The Curious Case of Ryan Coonerty
There's an interesting story from the San Jose Mercury News today about Ryan Coonerty, a moderately controversial mayor of Santa Cruz, California who has a much-contested Wikipedia article:
Young, highly educated and very popular with voters, or a politician who plies his trade by cashing in on resentment toward the homeless in Santa Cruz.
If you get your information online, your view of Councilman Ryan Coonerty may depend on who last edited his Wikipedia page.
Two years after Coonerty joined the Santa Cruz City Council in 2004, his supporters created an admittedly glowing Wikipedia profile that they hoped might hook Web-savvy young voters.
Though he has long since been re-elected to the council, what once seemed like hip political strategy has become a headache as Coonerty, 35, engages in an ongoing struggle to control his online image on Wikipedia, "the free encyclopedia that anyone can edit."
It has gotten to the point where, "given it all, I would rather just not have a Wikipedia page," said Coonerty, who in 2007 became the youngest Santa Cruz mayor in 30 years. "It gets looked at a lot. I'll give a speech and people will print out my Wikipedia page."

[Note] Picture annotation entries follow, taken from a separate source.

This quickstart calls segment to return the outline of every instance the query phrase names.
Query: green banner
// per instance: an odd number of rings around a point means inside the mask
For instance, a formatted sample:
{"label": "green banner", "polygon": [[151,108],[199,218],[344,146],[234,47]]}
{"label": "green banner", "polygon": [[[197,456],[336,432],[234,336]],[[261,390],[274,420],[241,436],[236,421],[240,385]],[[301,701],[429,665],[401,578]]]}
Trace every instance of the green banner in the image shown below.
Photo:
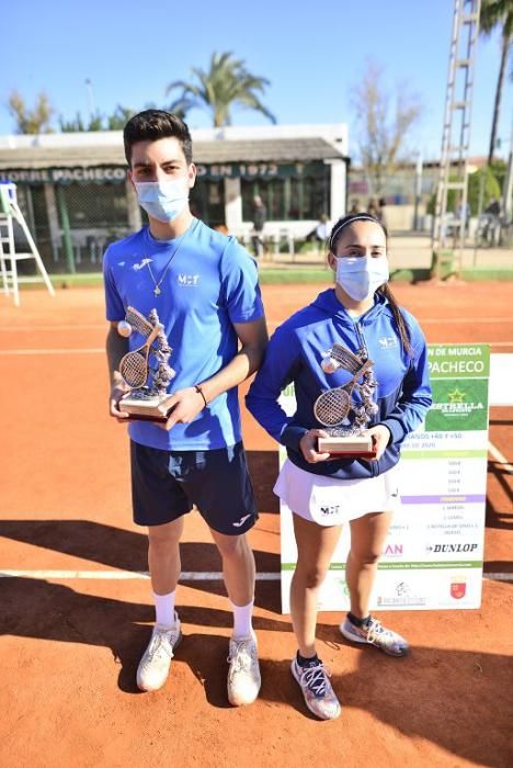
{"label": "green banner", "polygon": [[486,379],[432,380],[433,405],[425,419],[429,432],[461,432],[488,429],[488,381]]}
{"label": "green banner", "polygon": [[430,345],[431,379],[487,379],[490,375],[489,345]]}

So I've had a look through it now and what's kind of amusing is that even after the article was posted this afternoon, drive-by editors were still taking their shots at Finnerty -- only to be quickly reverted by more-established editors. Several hours later the article was drawing vandals who were less critics of Finnerty than out to make fun for themselves -- a malady afflicting many articles in the news.

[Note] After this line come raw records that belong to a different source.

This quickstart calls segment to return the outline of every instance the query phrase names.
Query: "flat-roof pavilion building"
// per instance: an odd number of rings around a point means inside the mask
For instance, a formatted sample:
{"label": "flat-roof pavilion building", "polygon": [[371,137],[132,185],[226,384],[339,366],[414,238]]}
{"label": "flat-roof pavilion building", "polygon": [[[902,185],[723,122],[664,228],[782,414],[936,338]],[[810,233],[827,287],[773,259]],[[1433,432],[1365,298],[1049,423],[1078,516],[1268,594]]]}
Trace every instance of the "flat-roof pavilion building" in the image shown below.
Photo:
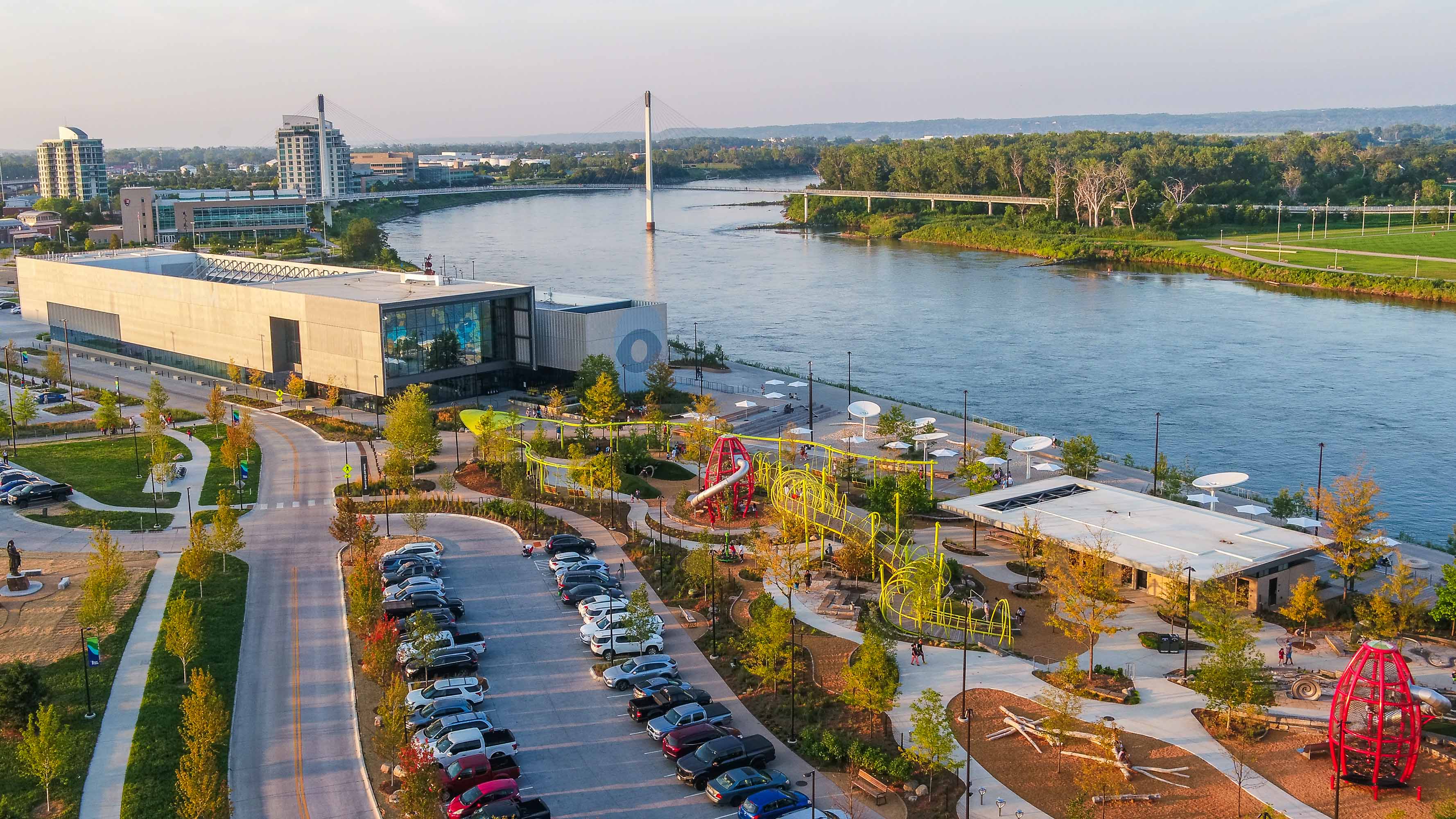
{"label": "flat-roof pavilion building", "polygon": [[1153,595],[1169,564],[1182,561],[1194,581],[1236,576],[1249,608],[1270,609],[1316,571],[1312,535],[1067,475],[938,506],[1008,532],[1031,519],[1045,538],[1072,549],[1101,541],[1123,567],[1123,583]]}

The upshot, however, is that the article seems to have several defenders, including Xymmax (today's most active) and Delirium (a sometime contributor to the Greek Wikipedia). A more interesting case is Rthunder, a Santa Cruz resident and the article's most frequent contributor. Rthunder appears to be no supporter of Coonerty, whose good faith edits have been rolled back for legitimate reasons but has also made edits of which Coonerty would undoubtedly approve.
Articles such as Coonerty's can be difficult to keep neutral, as Delirium explains on the Talk page today:
I do think this is one of Wikipedia's bigger blind spots in general, though: BLPs [Biographies of living persons] which have a few people who care a lot about them (on either side), but are neither non-notable enough to delete, nor notable enough to attract much attention from neutral editors. One I was involved in a while back, Erwin McManus, was fought over by partisans for over a year before they mostly went away and some more neutral editors showed up. I guess the BLP noticeboard is the best way to pull non-involved people into these sorts of articles?
I think that's right on the first point, and probably correct on the second. Of course, then there is also the curious case of how public pressure can bring changes to articles, which is another way to pull in other editors. It happened here, and that's certainly what happened in the much more infamous case of John Seigenthaler, what Wikipedia itself calls the "Seigenthaler incident."
Oh, and one more thing? The Coonerty article is arguably better than it was yesterday -- but it still needs a lot of work.